Merci à Emma, 4 ans 6 mois, d'apporter ainsi de l'eau à mon moulin.
Et quelle eau ! Je ne sais pas si je dois pleurer de tristesse ou hurler de rage devant ce bel effort pour un si piètre résultat. Et encore, la veinarde, elle s'appelle Emma et non pas Frédégonde, Marie-Adélaïde ou Hermengarde !
En tout cas, je sais à qui je dois en vouloir d'apprendre ainsi régulièrement chaque année à tous les petits enfants de France à se contenter de l'à-peu-près, à être fiers d'un résultat bien peu gratifiant, à se motiver pendant des jours et des jours pour un objectif aussi insignifiant, soit, pour résumer tout cela, à mal faire et à trouver ça bien !

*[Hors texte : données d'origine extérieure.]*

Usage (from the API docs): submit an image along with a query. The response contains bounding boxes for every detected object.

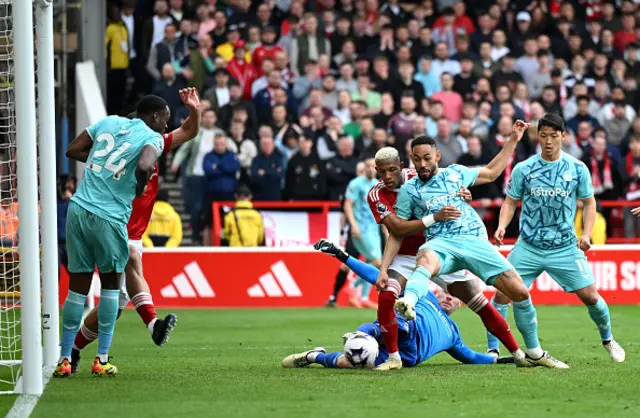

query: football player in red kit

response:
[71,88,201,373]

Soyez assurés que je n'incrimine en rien tous mes collègues de maternelle, pas plus que les CPC ou les IEN qui les sanctionneraient s'ils ne soumettaient pas les enfants de MS à cet exercice.
Les seuls responsables de cela, ce sont ceux qui, lorsqu'ils ont écrit les programmes, depuis 2002 jusqu'à nos jours, ont imposé puis laissé utiliser l'écriture en capitales d'imprimerie.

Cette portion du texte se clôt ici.